Colombian meet to decide the future of NAM
By Rajesh Kumar
JAKARTA (JP): The ongoing 11th Non-Aligned Movement summit at Cartagena de Indias, Colombia, will be crucial for deciding the fate of NAM. Depending on the outcome of the summit is whether NAM remains just a relevant organization or whether it guides and influences the domain of international economics.
During its chairmanship, Indonesia kept NAM alive by successfully steering clear of all doubts about the movement's relevance. Now it will be up to its next chair, Colombia, to guide the movement to further increase its effectiveness in the world fora, in the UN, in the GATT and others.
The summit is expected to focus on poverty, debt, human rights and other such issues of serious concern to the NAM member countries. However, one of the main tasks facing the summit will be to reach a consensus on whether the current membership of 112 nations should be increased, with a few East European countries eager to join. Moreover, appropriate changes in the criteria (for NAM membership) have become necessary in order to reflect the members' common stand on problems which beset the world today, especially their common position on the North-South dialog, South-South Cooperation and the like.
When independent India and Indonesia started defining their foreign policies, the Cold War loomed very large. International politics at that time were likely to hinder both world peace on the one hand and accelerated socioeconomic development on the other.
Under such circumstances, the essential prerequisites for keeping one's integrity was to refuse any predictable relationship with the great powers, while offering, at the normal civilized level, the fully extended hand of cooperation.

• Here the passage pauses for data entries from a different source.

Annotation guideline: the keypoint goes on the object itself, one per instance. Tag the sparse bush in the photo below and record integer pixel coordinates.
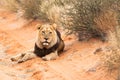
(11, 5)
(82, 18)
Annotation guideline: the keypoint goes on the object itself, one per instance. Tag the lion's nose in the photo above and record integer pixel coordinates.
(46, 38)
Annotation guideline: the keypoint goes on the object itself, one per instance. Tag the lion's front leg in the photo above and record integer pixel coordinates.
(51, 56)
(23, 57)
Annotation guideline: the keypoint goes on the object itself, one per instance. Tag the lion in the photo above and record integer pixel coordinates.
(48, 45)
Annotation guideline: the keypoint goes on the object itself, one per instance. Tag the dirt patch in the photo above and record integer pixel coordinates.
(78, 61)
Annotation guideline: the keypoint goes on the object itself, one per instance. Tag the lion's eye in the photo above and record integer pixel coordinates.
(43, 32)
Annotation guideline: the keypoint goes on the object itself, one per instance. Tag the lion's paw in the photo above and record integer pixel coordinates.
(51, 56)
(23, 57)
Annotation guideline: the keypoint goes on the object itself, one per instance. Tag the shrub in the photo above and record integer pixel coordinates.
(11, 5)
(83, 17)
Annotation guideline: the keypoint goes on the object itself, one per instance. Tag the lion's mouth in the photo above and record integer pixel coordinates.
(46, 43)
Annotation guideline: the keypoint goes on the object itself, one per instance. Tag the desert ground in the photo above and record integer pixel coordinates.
(77, 62)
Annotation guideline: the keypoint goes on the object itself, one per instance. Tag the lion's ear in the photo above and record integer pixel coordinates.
(38, 26)
(54, 26)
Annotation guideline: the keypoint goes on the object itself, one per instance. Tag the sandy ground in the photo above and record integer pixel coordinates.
(78, 61)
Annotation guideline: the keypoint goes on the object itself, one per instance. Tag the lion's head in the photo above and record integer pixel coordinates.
(47, 36)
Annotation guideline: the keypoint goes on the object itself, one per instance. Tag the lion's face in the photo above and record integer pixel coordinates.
(47, 36)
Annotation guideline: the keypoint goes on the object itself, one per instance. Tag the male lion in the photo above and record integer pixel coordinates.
(48, 44)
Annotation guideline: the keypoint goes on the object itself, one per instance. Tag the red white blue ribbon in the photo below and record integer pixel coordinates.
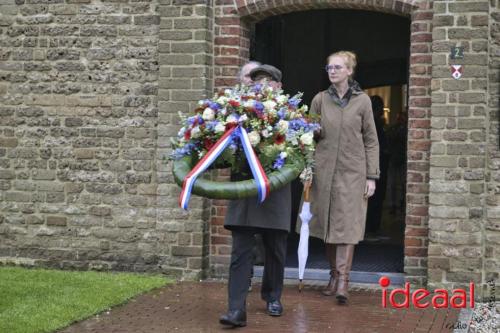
(210, 157)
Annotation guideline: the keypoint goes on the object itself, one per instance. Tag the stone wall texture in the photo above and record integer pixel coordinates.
(89, 98)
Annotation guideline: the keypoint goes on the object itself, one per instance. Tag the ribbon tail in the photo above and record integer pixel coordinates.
(201, 166)
(258, 173)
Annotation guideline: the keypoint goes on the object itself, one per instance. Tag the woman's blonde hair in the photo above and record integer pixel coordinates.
(349, 59)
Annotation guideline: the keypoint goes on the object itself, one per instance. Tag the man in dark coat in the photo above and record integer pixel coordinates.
(271, 219)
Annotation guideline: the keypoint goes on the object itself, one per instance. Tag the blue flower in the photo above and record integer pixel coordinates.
(297, 124)
(294, 102)
(258, 106)
(282, 113)
(183, 151)
(256, 87)
(213, 105)
(279, 162)
(211, 125)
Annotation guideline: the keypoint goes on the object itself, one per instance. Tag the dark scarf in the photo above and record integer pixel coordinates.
(354, 88)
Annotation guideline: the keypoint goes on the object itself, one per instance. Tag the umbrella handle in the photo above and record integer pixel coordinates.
(307, 187)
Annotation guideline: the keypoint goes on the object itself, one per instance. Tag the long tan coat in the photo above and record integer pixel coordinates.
(346, 156)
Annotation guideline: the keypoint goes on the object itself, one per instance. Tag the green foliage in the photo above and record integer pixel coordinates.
(38, 300)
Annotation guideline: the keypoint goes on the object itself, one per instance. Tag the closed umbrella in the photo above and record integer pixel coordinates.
(303, 250)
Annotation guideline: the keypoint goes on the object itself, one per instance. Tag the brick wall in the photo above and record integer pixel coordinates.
(78, 106)
(461, 128)
(492, 223)
(233, 22)
(89, 95)
(186, 76)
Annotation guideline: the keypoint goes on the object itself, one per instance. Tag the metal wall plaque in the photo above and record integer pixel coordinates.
(457, 52)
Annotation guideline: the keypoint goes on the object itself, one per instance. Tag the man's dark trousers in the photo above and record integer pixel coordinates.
(275, 243)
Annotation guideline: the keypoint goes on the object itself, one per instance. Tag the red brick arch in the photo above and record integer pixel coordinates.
(231, 49)
(260, 9)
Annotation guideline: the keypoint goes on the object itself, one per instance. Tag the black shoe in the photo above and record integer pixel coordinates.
(235, 318)
(274, 308)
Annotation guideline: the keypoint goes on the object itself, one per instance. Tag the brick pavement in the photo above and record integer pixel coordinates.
(195, 307)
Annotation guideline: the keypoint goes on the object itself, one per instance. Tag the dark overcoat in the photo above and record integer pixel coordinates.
(273, 213)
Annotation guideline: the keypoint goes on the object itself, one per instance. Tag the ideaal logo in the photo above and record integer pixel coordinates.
(440, 298)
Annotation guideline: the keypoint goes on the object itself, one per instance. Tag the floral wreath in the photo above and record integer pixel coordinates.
(251, 129)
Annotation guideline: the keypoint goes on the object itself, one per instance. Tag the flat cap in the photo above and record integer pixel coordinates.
(272, 71)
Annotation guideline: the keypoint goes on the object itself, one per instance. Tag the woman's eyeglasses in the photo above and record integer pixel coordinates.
(330, 68)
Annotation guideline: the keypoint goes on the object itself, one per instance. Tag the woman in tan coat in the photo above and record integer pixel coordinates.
(346, 166)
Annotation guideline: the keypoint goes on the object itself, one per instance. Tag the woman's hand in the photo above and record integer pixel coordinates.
(369, 188)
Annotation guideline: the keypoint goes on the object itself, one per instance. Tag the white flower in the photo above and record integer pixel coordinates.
(249, 104)
(283, 126)
(307, 138)
(281, 99)
(269, 105)
(208, 114)
(195, 132)
(222, 100)
(231, 119)
(254, 138)
(219, 128)
(266, 133)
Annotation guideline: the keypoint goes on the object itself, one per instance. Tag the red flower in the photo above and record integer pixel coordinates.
(234, 103)
(279, 139)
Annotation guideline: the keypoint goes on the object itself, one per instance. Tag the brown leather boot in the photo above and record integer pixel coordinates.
(331, 289)
(345, 252)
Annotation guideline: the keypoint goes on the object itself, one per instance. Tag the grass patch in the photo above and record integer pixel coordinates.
(40, 300)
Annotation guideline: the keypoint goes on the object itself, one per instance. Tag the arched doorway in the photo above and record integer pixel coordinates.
(298, 43)
(235, 23)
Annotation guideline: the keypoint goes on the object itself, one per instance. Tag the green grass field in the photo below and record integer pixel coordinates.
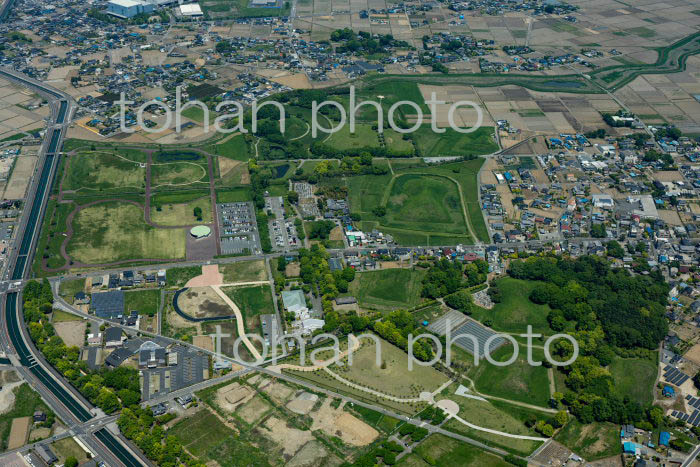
(58, 316)
(170, 214)
(391, 377)
(388, 289)
(68, 288)
(114, 231)
(441, 451)
(206, 438)
(518, 382)
(593, 441)
(27, 401)
(243, 271)
(418, 192)
(93, 171)
(425, 203)
(253, 301)
(516, 310)
(635, 377)
(177, 173)
(146, 302)
(452, 143)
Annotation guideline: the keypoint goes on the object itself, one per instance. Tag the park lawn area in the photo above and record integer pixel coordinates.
(453, 143)
(234, 195)
(465, 174)
(177, 173)
(424, 203)
(441, 451)
(593, 441)
(252, 301)
(231, 146)
(178, 277)
(518, 382)
(388, 289)
(146, 302)
(183, 213)
(394, 140)
(58, 316)
(516, 310)
(244, 271)
(391, 377)
(101, 171)
(67, 447)
(27, 401)
(635, 377)
(114, 231)
(68, 288)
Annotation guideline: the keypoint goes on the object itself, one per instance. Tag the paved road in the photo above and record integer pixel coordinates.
(14, 340)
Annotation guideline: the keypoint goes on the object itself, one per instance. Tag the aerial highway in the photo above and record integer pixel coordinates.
(73, 409)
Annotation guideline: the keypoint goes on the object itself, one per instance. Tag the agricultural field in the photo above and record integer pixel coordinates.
(26, 402)
(114, 231)
(388, 289)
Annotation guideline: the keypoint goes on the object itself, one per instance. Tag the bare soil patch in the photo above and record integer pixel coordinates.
(291, 439)
(203, 302)
(72, 332)
(230, 397)
(252, 410)
(19, 432)
(303, 403)
(210, 276)
(337, 422)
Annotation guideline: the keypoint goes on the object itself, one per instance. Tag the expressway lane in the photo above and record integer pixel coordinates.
(51, 385)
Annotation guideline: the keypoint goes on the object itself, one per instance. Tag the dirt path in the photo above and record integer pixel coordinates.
(239, 322)
(324, 364)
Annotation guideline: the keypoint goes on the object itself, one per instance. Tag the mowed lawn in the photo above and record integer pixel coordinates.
(115, 231)
(252, 301)
(424, 203)
(146, 302)
(635, 377)
(391, 376)
(593, 441)
(452, 143)
(441, 451)
(177, 173)
(100, 171)
(243, 271)
(518, 381)
(516, 311)
(388, 289)
(182, 213)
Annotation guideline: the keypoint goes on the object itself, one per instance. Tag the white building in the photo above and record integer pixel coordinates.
(128, 8)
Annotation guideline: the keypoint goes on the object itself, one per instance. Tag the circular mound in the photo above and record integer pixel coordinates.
(200, 231)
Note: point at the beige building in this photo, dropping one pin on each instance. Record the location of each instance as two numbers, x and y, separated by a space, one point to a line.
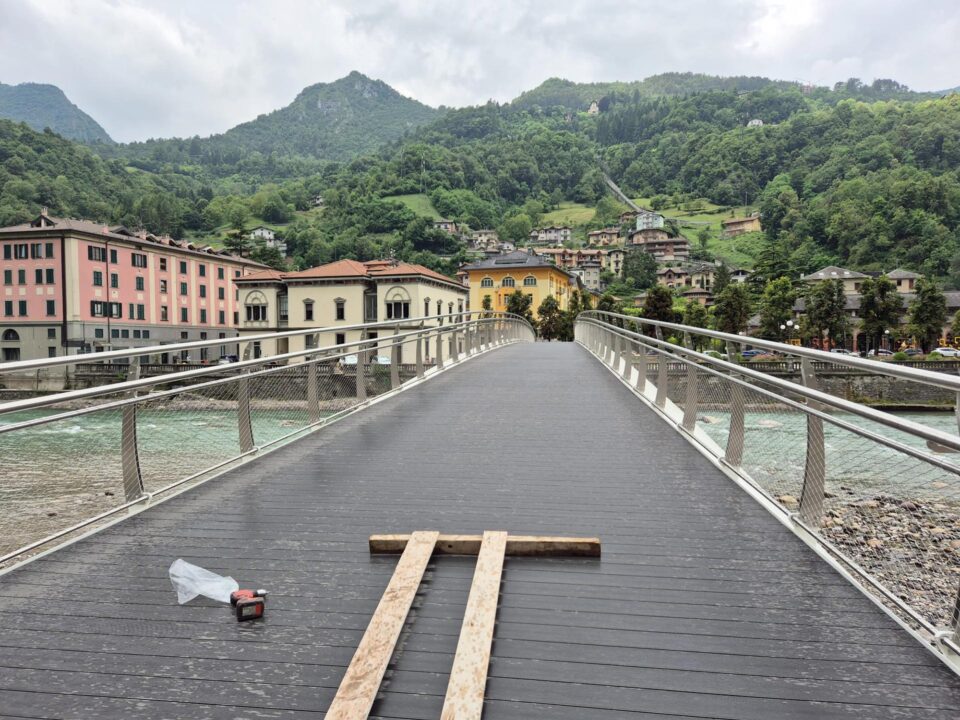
341 294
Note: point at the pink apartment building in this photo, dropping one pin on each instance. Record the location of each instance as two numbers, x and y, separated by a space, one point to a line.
75 286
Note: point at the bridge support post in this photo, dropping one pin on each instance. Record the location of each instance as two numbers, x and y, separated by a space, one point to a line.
815 471
395 361
361 376
419 359
734 452
244 422
129 452
690 407
313 395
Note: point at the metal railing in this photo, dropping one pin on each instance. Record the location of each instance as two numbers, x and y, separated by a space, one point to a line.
80 457
877 493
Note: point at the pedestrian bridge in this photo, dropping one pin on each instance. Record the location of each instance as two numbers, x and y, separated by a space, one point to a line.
769 550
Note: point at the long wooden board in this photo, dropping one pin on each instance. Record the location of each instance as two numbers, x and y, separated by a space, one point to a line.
468 678
539 545
360 684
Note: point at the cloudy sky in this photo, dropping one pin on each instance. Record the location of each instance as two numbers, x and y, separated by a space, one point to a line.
159 68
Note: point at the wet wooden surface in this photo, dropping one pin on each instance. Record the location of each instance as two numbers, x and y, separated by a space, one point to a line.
702 605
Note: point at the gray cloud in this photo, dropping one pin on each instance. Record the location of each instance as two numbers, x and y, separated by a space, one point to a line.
179 67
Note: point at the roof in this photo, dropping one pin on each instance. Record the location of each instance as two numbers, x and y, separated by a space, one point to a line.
901 274
516 259
44 224
353 269
834 272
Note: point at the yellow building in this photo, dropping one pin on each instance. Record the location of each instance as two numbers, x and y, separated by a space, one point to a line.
501 275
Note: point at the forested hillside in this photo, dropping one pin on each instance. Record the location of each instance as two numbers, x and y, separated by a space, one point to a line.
845 175
45 106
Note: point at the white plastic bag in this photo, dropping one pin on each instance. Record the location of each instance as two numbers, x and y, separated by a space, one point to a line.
191 580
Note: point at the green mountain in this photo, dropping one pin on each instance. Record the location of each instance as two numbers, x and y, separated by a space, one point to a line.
45 106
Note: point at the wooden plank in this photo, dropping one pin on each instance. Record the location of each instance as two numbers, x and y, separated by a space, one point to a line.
468 678
517 545
360 684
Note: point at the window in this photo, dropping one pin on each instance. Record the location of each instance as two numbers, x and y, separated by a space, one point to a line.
256 313
398 310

This dissociation from bloc politics or military alliances was the policy which later came to be called "non-alignment".
This policy of non-alignment was soon regarded by other leaders as exemplary and worthy of emulation in some respects. President Tito of Yugoslavia adopted a similar approach after breaking away from one of the blocs. President Nasser and many other leaders also started treading a similar path in their foreign policies. With the joining of Latin American and African countries in the list of countries following a more or less parallel policy, non-alignment became a movement.
The logic behind the formation of the movement was that if individual states could promote their interests through non- alignment, collective action by many non-aligned states should be more effective. Collective action is possible only when its member states adopt a common foreign policy approach.
The policy of non-alignment provides flexibility to the country to produce its own synthesis, its own adaptation and its own version of foreign doctrines. It frees a nation from the pressures to borrow foreign models or adopt other ideologies which may be alien to a nation's civilization or its ethos.
In a broader sense, this policy is relevant even under post- Cold War circumstances. What has become irrelevant is the specific meaning the policy acquired during the cold war, which was to align with neither the Western nor communist bloc.
In fact the whole criteria, which is the basis for NAM membership, was framed assuming that the blocs were a remaining feature for many years to come. The visionaries were correct in their judgment, for the world remained dominated by the two power blocs for the next 25 years.
Moreover, the criteria which was agreed upon during the preparatory meeting for the first NAM Conference in Cairo, June 5 to June 12, 1961, outlines the common foreign policy approach among the NAM member countries. It is this common non-aligned approach to international circumstances which makes the movement effective.
Out of the five criteria for membership of NAM which remain unaltered since its formation, only the first is broadly based. The second criterion specifically relates to anti-colonialism. And the last three are in the context of Cold War circumstances. The Cold War is a decade behind us and hardly any colony remains which is yet to be liberated. Therefore, it will be apt for the NAM to reset or modify its existing criteria so as to reflect the members' common approach to the present international atmosphere.
The criteria in other words acts as a diplomatic vehicle to serve two distinctive functions, one national and the other international. In the domestic arena, it tries to safeguard a nation's true strength and its basic interests. The criteria provides guidelines for behavior of nation-states in order to protect their sovereignty, dignity and territorial integrity. In the domain of international relations, it strives for a world in which all nations, small or populous, rich or poor, would live together in peace and have an equal chance to enhance their wellbeing. Whether the Colombia summit adheres more vigorously to these tasks is anybody's guess.
The author is a visiting fellow at the Center for Strategic and International Studies, Jakarta.